Clouds may have various ways to trigger the instance that it needs to refresh
its metadata and apply network changes whether or not they implement hotplug.
It also can enable clouds to modify network config independent of add/remove
of devices
Pushing the metadata refreshing and parsing into the datasource class allows
per-datasource control over things like retries and timeouts. Calling into
distro objects for applying network configurations allows per-distro
customizations as needed.
Beyond udev/hotplug
-------------------
Hooking cloud-init from udev does have some limitations. The biggest is the
requirement of adding or removing devices from the system as a mechanism to
trigger cloud-init to refresh-metadata and apply changes. Hotplug only
allows changes to occur alongside with a device change. Things like a network
configuration change on existing devices is not something that hotplug can
handle. Long-running daemons or scripts breaks the design of udev and can
block processing of other events. Due to the nature of hotplug it is not
always possible to ensure that the metadata service is updated before the
event occurs on the system necessitating some form of retry and timeout which
can further run afoul of udev design.
Long-term I do think we'd like some form of daemon which can (in no order of
importance at this time):
- accept cli commands asynchronously (decouple execution from request)
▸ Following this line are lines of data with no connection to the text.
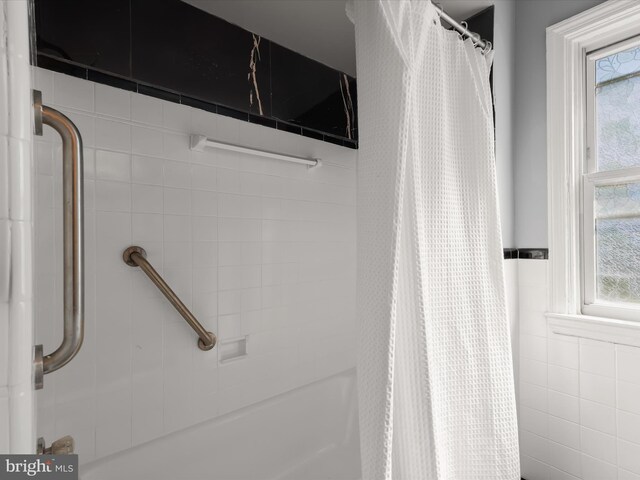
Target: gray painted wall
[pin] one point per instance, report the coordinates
(530, 179)
(504, 91)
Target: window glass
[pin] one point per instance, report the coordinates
(617, 228)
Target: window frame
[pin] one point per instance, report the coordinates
(568, 43)
(591, 178)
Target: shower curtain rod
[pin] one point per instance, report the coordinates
(463, 30)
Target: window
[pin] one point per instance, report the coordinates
(611, 183)
(593, 168)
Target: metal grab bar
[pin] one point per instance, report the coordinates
(136, 257)
(73, 239)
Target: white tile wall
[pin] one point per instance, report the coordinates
(579, 407)
(254, 247)
(16, 227)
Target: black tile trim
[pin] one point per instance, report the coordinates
(312, 134)
(158, 93)
(334, 140)
(70, 68)
(526, 253)
(534, 253)
(112, 81)
(230, 112)
(60, 66)
(510, 253)
(287, 127)
(264, 121)
(195, 103)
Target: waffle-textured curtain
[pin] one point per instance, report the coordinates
(435, 374)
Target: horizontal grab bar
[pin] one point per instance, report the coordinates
(136, 257)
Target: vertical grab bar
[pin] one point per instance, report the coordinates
(73, 239)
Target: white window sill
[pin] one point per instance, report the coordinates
(624, 332)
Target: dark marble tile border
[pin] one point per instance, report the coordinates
(534, 253)
(69, 68)
(526, 253)
(510, 253)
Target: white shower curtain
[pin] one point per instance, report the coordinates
(435, 374)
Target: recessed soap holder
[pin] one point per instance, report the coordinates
(233, 349)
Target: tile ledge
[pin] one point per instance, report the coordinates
(611, 330)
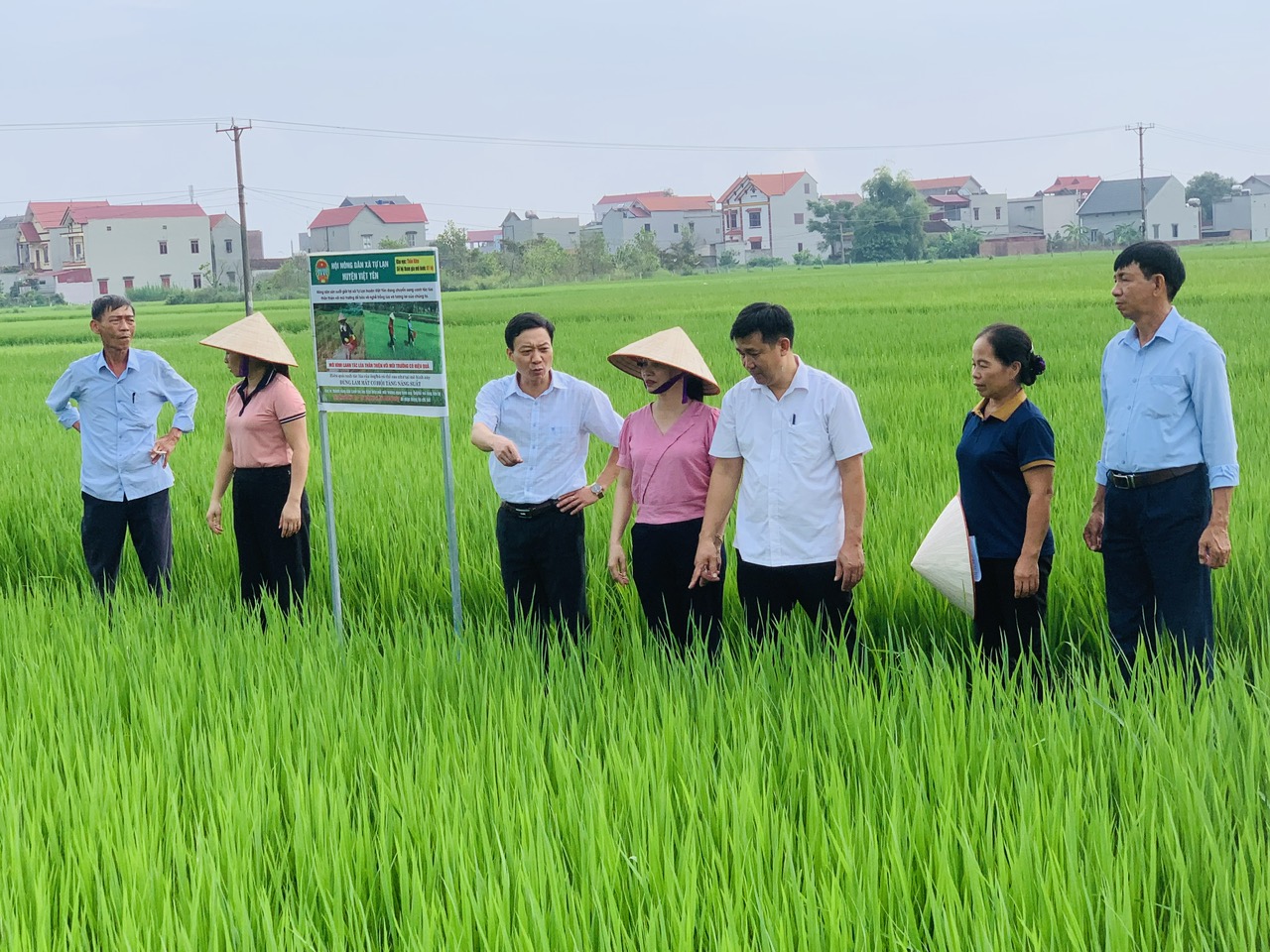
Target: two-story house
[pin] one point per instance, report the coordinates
(361, 227)
(1115, 202)
(767, 214)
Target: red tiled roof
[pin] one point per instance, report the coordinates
(386, 213)
(776, 184)
(399, 213)
(630, 197)
(679, 203)
(1074, 182)
(953, 182)
(108, 212)
(49, 214)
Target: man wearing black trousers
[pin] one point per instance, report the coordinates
(536, 425)
(123, 475)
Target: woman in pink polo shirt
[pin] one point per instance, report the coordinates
(665, 474)
(266, 453)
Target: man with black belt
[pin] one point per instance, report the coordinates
(536, 425)
(1169, 467)
(123, 474)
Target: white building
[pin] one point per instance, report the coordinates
(518, 230)
(127, 246)
(361, 227)
(767, 214)
(667, 217)
(1116, 202)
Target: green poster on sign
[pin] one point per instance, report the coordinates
(377, 331)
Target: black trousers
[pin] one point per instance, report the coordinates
(267, 561)
(1156, 585)
(104, 526)
(769, 593)
(544, 566)
(1008, 627)
(662, 563)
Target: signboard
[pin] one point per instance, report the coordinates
(377, 333)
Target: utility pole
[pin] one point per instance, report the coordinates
(1142, 171)
(235, 132)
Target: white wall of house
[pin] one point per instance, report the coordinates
(1042, 214)
(1248, 213)
(148, 249)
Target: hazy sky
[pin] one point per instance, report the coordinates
(717, 89)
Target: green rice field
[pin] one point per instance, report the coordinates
(173, 778)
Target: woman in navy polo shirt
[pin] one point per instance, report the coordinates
(1006, 467)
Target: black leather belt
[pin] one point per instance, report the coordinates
(1141, 480)
(530, 511)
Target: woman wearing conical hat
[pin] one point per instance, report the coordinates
(665, 465)
(266, 454)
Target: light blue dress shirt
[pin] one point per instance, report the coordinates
(552, 430)
(117, 417)
(1167, 404)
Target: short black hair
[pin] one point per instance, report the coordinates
(1011, 344)
(524, 321)
(1155, 258)
(772, 321)
(108, 302)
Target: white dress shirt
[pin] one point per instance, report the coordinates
(790, 508)
(552, 431)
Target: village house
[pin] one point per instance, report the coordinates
(767, 214)
(361, 227)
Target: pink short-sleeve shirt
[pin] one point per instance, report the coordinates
(255, 429)
(670, 471)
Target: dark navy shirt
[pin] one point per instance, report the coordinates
(991, 458)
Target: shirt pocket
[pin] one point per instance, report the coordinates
(1167, 397)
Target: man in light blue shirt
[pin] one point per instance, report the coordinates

- listen to various sockets (tcp, unix, pipe, vsocket)
- support polling of resources for events
- udev, url, socket, netlink
- cloud-init driven configuration
- clouds and users can control configuration of this daemon
indicating what to do for various events, including custom behavior
This is not a complete requirement list and already a lot of work to acheive.
Hotplug Hooking Details
-----------------------
In the meantime, I'd like to focus on the near-term changes we can make to
address some of the existing user-stories that we can satisfy with hotplug
hooks.
- common udev hook
- ordered very late, allow other handlers to run first
- check if cloud-init is finished booting (don't attempt to reconfigure during first boot)
- check if cloud-init hotplug-hook is enabled (it may be disabled by vendor/user)
> [name=Chad Smith] **cloud-init status --wait** blocks until complete and exits 0 on success
> [name=Ryan Harper] That's a nice touch; in general though checking for result.json in /run/cloud-init is going to be faster than invoking cloud-init at this time. But that's an implementation detail.
- invoke cloud-init subcommands
- datasources will need
- methods for parsing metadata service network config and storing them in
in the 'network_config' attribute
- method for refreshing some or all metadata
- distro class will need
- method for restarting interfaces (ifup/down, etc)
> [name=Scott Moser] This is 'bringup=True' in distro.apply_network_config.
> [name=Ryan Harper] I saw that; that looks promising. It needs some work to help determine what the current OS uses for network management; on systemd-networkd systems there are no 'ifup' equivalent instructions for bringing up a single interface.
- method for restarting networking daemons (service restart)
- cloudinit net module
- support for primary interface designation
- handle routing table rules (ip rule, priority)